[SRU] rabbitmq-server does not properly shutdown

Bug #1784757 reported by Ivan Kurnosov on 2018-08-01
34
This bug affects 6 people
Affects Status Importance Assigned to Milestone
rabbitmq-server (Debian)
Fix Released
Unknown
rabbitmq-server (Ubuntu)
Medium
Unassigned
Bionic
Medium
Unassigned
Cosmic
Medium
Unassigned

Bug Description

[Impact]
TBD

[Test Case]
TBD

[Regression Potential]
TBD

[Fix]
TBD

The fix is available upstream in Debian as of 3.7.6, so would need backported for bionic and cosmic:

 rabbitmq-server | 3.5.7-1 | xenial | source, all
 rabbitmq-server | 3.6.10-1 | bionic | source, all
 rabbitmq-server | 3.6.10-1 | cosmic | source, all
 rabbitmq-server | 3.7.8-4ubuntu2 | disco | source, all
 rabbitmq-server | 3.7.8-4ubuntu2 | eoan | source, all

[Discussion]
TBD

[Original Report]
When I run `systemctl restart rabbitmq-server` it waits for 90 seconds then systemd sends SIGKILL to it.

Presumably the `epmd` process does not receive SIGTERM, since if I run `kill 1493` (or whatever pid it currently is) then restart happens straight after that successfully

● rabbitmq-server.service - RabbitMQ Messaging Server
   Loaded: loaded (/lib/systemd/system/rabbitmq-server.service; enabled; vendor preset: enabled)
   Active: deactivating (final-sigterm) since Wed 2018-08-01 01:17:04 UTC; 7s ago
  Process: 1183 ExecStop=/usr/sbin/rabbitmqctl stop (code=exited, status=0/SUCCESS)
  Process: 178 ExecStartPost=/usr/lib/rabbitmq/bin/rabbitmq-server-wait (code=exited, status=0/SUCCESS)
  Process: 177 ExecStart=/usr/sbin/rabbitmq-server (code=killed, signal=TERM)
 Main PID: 177 (code=killed, signal=TERM)
    Tasks: 1 (limit: 4915)
   CGroup: /system.slice/rabbitmq-server.service
           └─1493 /usr/lib/erlang/erts-9.2/bin/epmd -daemon

Aug 01 01:11:20 rmq-1 systemd[1]: rabbitmq-server.service: Failed to reset devices.list: Operation not permitted
Aug 01 01:11:20 rmq-1 systemd[1]: Starting RabbitMQ Messaging Server...
Aug 01 01:11:25 rmq-1 rabbitmq[178]: Waiting for 'rabbit@rmq-1'
Aug 01 01:11:25 rmq-1 rabbitmq[178]: pid is 204
Aug 01 01:11:30 rmq-1 systemd[1]: Started RabbitMQ Messaging Server.
Aug 01 01:17:04 rmq-1 systemd[1]: Stopping RabbitMQ Messaging Server...
Aug 01 01:17:06 rmq-1 rabbitmq[1183]: Stopping and halting node 'rabbit@rmq-1'

Robie Basak (racb) wrote :

Thank you for taking the time to report this bug and helping to make Ubuntu better.

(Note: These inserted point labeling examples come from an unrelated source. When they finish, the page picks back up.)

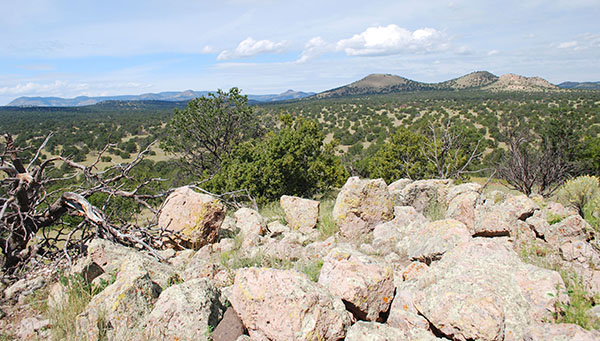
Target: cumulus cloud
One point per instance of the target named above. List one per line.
(314, 48)
(392, 39)
(464, 50)
(250, 47)
(208, 49)
(35, 88)
(567, 45)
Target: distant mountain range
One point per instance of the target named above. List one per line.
(386, 83)
(371, 85)
(580, 85)
(170, 96)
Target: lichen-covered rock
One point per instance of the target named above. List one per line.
(422, 194)
(120, 308)
(196, 217)
(413, 270)
(387, 235)
(361, 205)
(403, 314)
(24, 286)
(230, 328)
(569, 229)
(559, 332)
(250, 222)
(461, 205)
(319, 249)
(366, 284)
(482, 290)
(490, 221)
(186, 311)
(287, 248)
(287, 305)
(373, 331)
(519, 206)
(300, 214)
(434, 239)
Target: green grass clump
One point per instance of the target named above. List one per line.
(272, 211)
(579, 303)
(79, 293)
(326, 225)
(579, 192)
(579, 299)
(552, 218)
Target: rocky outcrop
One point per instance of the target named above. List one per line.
(365, 285)
(423, 195)
(389, 273)
(250, 222)
(119, 310)
(373, 331)
(287, 305)
(194, 216)
(361, 205)
(434, 239)
(482, 290)
(186, 311)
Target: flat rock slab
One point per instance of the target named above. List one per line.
(300, 214)
(361, 205)
(286, 305)
(363, 283)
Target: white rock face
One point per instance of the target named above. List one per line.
(361, 205)
(185, 311)
(196, 217)
(434, 239)
(482, 290)
(300, 214)
(287, 305)
(250, 222)
(364, 283)
(373, 331)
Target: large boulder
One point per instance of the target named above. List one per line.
(373, 331)
(462, 200)
(361, 205)
(434, 239)
(113, 258)
(403, 314)
(186, 311)
(569, 229)
(481, 290)
(194, 216)
(423, 195)
(363, 283)
(120, 308)
(287, 305)
(300, 214)
(250, 222)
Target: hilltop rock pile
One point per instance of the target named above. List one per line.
(415, 260)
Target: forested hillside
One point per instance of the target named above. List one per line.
(358, 125)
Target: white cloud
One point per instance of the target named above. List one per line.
(314, 48)
(35, 88)
(250, 47)
(208, 49)
(464, 50)
(392, 39)
(567, 45)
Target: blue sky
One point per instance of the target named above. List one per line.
(89, 47)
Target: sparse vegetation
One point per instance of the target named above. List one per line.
(78, 293)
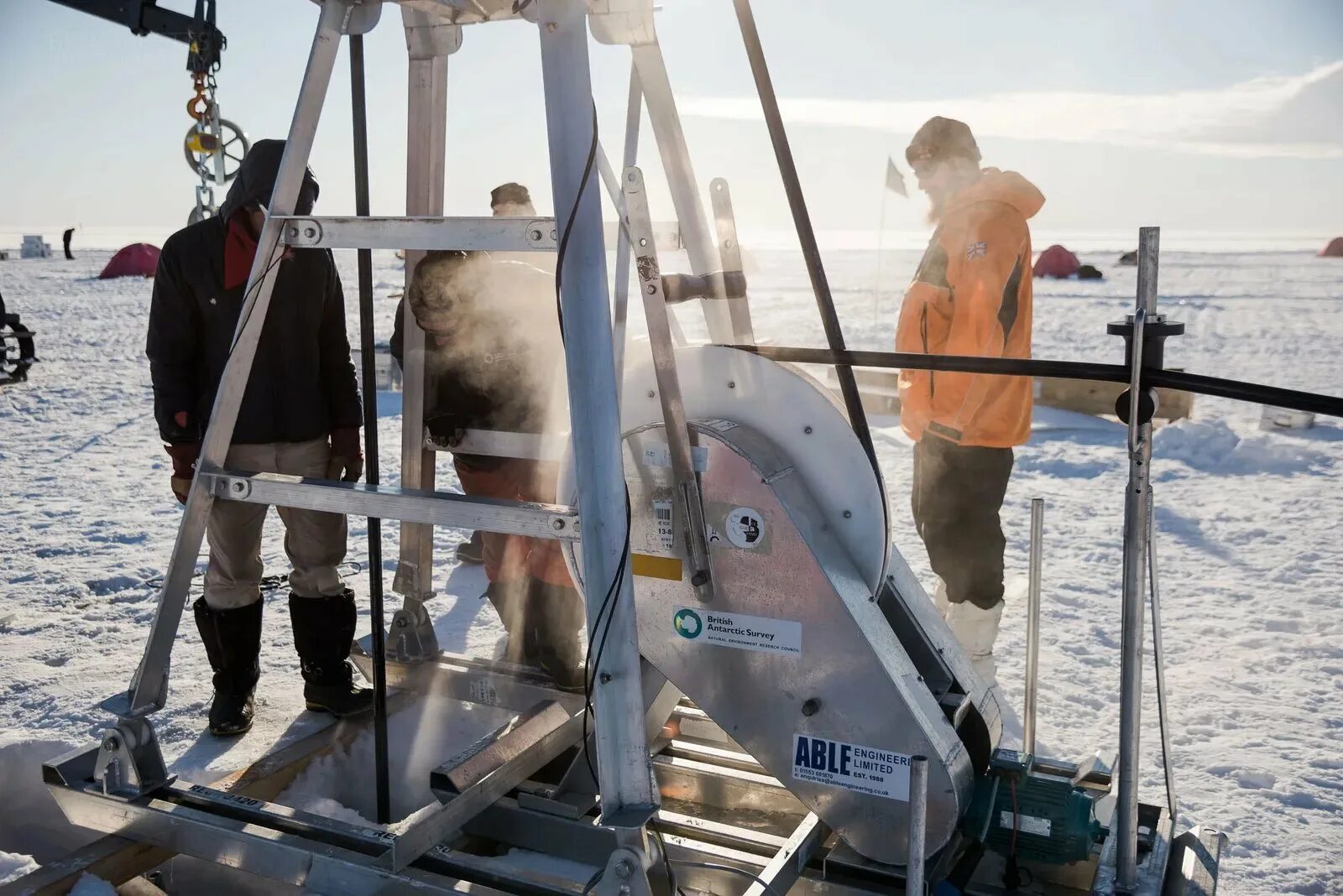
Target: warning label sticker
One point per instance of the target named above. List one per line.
(738, 631)
(662, 514)
(879, 773)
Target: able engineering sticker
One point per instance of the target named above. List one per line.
(879, 773)
(736, 631)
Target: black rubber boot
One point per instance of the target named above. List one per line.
(551, 636)
(510, 602)
(233, 644)
(472, 551)
(324, 631)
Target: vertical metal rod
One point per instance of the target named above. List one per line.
(429, 44)
(624, 768)
(149, 685)
(806, 235)
(1137, 514)
(633, 116)
(1037, 538)
(917, 826)
(680, 439)
(369, 376)
(685, 190)
(1159, 664)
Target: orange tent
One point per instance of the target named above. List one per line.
(1056, 262)
(138, 259)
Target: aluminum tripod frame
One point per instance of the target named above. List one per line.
(132, 754)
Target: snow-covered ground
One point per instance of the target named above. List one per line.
(1248, 544)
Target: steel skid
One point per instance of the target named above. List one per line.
(732, 487)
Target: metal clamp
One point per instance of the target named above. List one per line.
(226, 487)
(129, 762)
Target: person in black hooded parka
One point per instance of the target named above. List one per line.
(300, 416)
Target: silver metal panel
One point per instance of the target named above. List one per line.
(849, 663)
(792, 411)
(436, 826)
(685, 190)
(469, 679)
(621, 743)
(1137, 530)
(787, 864)
(680, 439)
(470, 233)
(394, 502)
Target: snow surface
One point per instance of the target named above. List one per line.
(1249, 550)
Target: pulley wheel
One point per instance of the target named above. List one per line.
(201, 148)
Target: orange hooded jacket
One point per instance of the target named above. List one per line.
(973, 295)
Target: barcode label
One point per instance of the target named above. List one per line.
(662, 514)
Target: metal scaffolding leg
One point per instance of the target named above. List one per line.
(149, 685)
(624, 772)
(685, 192)
(429, 43)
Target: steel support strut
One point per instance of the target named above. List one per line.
(626, 779)
(429, 42)
(149, 685)
(1137, 517)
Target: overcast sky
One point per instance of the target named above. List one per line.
(1202, 117)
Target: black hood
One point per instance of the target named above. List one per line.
(255, 181)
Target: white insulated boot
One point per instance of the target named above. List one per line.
(939, 598)
(977, 629)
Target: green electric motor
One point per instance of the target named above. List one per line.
(1053, 819)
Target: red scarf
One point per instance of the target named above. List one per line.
(239, 251)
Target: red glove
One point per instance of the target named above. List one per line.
(347, 461)
(183, 467)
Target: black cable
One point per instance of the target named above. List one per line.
(568, 223)
(242, 326)
(666, 860)
(588, 663)
(711, 866)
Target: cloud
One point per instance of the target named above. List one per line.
(1273, 117)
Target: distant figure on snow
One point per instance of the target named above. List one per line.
(970, 295)
(300, 416)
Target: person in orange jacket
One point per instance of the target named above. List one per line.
(971, 295)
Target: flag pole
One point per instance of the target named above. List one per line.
(881, 237)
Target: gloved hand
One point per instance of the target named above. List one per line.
(183, 467)
(449, 427)
(347, 461)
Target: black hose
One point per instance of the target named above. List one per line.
(1045, 369)
(369, 376)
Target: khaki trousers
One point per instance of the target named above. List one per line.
(313, 541)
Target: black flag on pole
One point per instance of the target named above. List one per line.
(895, 180)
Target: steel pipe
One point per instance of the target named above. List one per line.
(1037, 535)
(1137, 514)
(917, 826)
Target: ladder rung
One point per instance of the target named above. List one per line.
(488, 233)
(394, 502)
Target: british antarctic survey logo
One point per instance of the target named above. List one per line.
(688, 624)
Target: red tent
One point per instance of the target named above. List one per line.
(138, 259)
(1056, 262)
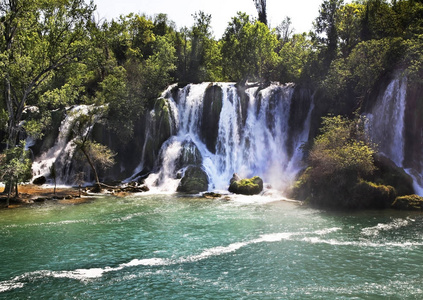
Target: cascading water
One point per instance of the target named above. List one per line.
(387, 127)
(387, 121)
(252, 136)
(63, 150)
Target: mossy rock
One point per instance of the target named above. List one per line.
(409, 202)
(194, 181)
(388, 173)
(252, 186)
(372, 195)
(190, 155)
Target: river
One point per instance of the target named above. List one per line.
(167, 247)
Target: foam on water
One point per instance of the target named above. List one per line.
(395, 224)
(314, 237)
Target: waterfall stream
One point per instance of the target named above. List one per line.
(252, 136)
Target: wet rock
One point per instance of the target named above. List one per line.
(39, 180)
(252, 186)
(409, 202)
(194, 180)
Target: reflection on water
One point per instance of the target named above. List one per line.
(162, 246)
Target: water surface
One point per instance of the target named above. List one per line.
(167, 247)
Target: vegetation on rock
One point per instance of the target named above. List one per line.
(251, 186)
(54, 54)
(194, 180)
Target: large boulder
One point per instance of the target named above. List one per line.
(39, 180)
(194, 180)
(252, 186)
(189, 155)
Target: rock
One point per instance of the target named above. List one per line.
(39, 180)
(252, 186)
(189, 155)
(194, 180)
(409, 202)
(388, 173)
(235, 177)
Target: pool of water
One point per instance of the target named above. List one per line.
(168, 247)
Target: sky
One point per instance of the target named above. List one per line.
(301, 12)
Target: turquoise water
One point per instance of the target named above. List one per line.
(166, 247)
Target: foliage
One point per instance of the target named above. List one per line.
(341, 148)
(38, 38)
(248, 50)
(294, 55)
(97, 155)
(15, 167)
(339, 159)
(409, 202)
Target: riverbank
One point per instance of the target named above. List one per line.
(30, 194)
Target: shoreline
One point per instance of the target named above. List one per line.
(31, 194)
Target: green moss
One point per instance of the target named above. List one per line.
(252, 186)
(372, 195)
(195, 180)
(408, 202)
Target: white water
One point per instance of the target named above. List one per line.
(62, 152)
(387, 121)
(258, 148)
(386, 127)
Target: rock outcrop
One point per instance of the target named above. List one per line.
(252, 186)
(194, 180)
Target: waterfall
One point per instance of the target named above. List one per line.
(386, 121)
(251, 136)
(387, 129)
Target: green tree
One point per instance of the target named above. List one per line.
(96, 154)
(38, 38)
(261, 10)
(248, 50)
(294, 56)
(325, 33)
(340, 158)
(15, 167)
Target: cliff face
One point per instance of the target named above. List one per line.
(254, 129)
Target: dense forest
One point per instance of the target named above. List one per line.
(54, 54)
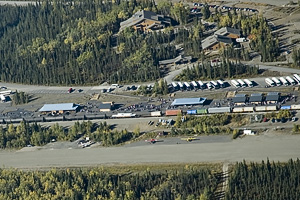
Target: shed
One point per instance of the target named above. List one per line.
(105, 107)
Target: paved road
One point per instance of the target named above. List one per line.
(251, 148)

Please execute the following command only once, as it will automatically gather debugging information, in a terminal:
apport-collect 1784757

When reporting bugs in the future please use apport by using 'ubuntu-bug' and the name of the package affected. You can learn more about this functionality at https://wiki.ubuntu.com/ReportingBugs.

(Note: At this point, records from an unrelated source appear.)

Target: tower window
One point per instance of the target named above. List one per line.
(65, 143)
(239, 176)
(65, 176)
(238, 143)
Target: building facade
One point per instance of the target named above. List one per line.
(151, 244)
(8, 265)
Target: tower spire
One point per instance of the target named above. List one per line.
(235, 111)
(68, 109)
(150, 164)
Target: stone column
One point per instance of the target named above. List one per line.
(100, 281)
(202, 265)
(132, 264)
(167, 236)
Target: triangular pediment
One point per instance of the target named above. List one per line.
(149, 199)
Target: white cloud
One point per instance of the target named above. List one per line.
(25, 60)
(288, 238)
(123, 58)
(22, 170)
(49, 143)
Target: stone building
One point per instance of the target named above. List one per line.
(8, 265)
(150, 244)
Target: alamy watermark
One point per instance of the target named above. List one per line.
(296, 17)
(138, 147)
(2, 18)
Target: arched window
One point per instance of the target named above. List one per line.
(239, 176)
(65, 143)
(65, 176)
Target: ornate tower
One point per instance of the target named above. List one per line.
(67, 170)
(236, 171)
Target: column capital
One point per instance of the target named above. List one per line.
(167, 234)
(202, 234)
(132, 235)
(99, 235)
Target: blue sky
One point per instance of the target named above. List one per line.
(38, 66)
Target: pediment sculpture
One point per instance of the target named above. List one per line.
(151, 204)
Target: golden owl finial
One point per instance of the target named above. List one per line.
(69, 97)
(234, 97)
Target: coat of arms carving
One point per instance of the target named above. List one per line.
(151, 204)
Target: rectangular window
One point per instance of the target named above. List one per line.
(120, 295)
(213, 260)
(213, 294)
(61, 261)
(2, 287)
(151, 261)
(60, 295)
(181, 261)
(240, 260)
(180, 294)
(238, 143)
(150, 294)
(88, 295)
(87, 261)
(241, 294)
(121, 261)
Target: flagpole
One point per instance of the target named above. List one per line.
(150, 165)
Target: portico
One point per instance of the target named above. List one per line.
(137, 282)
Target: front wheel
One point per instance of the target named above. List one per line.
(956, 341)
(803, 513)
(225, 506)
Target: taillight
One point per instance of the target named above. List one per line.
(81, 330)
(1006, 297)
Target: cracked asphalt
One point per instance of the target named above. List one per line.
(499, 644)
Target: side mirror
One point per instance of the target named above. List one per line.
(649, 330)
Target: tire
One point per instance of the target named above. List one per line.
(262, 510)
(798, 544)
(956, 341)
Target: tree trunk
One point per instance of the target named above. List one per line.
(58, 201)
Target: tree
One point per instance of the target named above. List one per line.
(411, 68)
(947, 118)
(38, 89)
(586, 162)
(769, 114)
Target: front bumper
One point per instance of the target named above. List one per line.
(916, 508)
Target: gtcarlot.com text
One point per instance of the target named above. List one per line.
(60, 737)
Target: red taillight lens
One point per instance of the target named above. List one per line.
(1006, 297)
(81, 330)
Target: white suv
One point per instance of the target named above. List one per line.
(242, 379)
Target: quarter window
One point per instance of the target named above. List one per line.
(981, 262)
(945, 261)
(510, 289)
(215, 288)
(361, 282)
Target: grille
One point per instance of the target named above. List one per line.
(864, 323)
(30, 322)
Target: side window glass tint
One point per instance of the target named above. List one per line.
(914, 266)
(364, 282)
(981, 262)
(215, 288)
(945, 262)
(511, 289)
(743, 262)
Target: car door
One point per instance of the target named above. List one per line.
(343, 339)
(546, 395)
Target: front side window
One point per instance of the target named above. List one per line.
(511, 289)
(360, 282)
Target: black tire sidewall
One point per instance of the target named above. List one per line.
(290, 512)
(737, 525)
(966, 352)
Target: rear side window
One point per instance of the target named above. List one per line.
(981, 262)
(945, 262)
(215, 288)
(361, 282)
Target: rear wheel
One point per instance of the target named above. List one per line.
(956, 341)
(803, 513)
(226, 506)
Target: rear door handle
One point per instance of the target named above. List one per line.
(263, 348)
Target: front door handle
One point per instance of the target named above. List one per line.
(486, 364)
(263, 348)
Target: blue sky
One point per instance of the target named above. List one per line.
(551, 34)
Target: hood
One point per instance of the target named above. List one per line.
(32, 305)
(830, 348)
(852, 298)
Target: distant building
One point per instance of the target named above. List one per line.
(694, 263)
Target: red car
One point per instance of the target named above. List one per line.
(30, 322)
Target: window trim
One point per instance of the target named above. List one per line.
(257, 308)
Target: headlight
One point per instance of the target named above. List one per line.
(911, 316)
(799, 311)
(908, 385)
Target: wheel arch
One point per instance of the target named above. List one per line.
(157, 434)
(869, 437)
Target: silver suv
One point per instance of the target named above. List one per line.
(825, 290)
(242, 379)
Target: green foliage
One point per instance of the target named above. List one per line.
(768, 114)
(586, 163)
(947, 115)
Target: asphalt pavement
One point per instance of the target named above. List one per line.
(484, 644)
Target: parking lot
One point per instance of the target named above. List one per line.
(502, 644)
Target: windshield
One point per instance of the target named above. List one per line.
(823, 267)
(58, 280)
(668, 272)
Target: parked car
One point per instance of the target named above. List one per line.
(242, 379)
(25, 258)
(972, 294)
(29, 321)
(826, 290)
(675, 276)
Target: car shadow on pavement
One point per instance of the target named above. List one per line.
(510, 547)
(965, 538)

Changed in rabbitmq-server (Ubuntu):
status: New → Incomplete
Launchpad Janitor (janitor) wrote :

[Expired for rabbitmq-server (Ubuntu) because there has been no activity for 60 days.]

Changed in rabbitmq-server (Ubuntu):
status: Incomplete → Expired
Alex Tomkins (tomkins) wrote :

The rabbitmq-server-release GitHub repo has a systemd file which uses shutdown instead of stop:

https://github.com/rabbitmq/rabbitmq-server-release/blob/master/packaging/debs/Debian/debian/rabbitmq-server.service

Switching to this will shut down rabbitmq in the expected way, instead of having to wait ~90 seconds.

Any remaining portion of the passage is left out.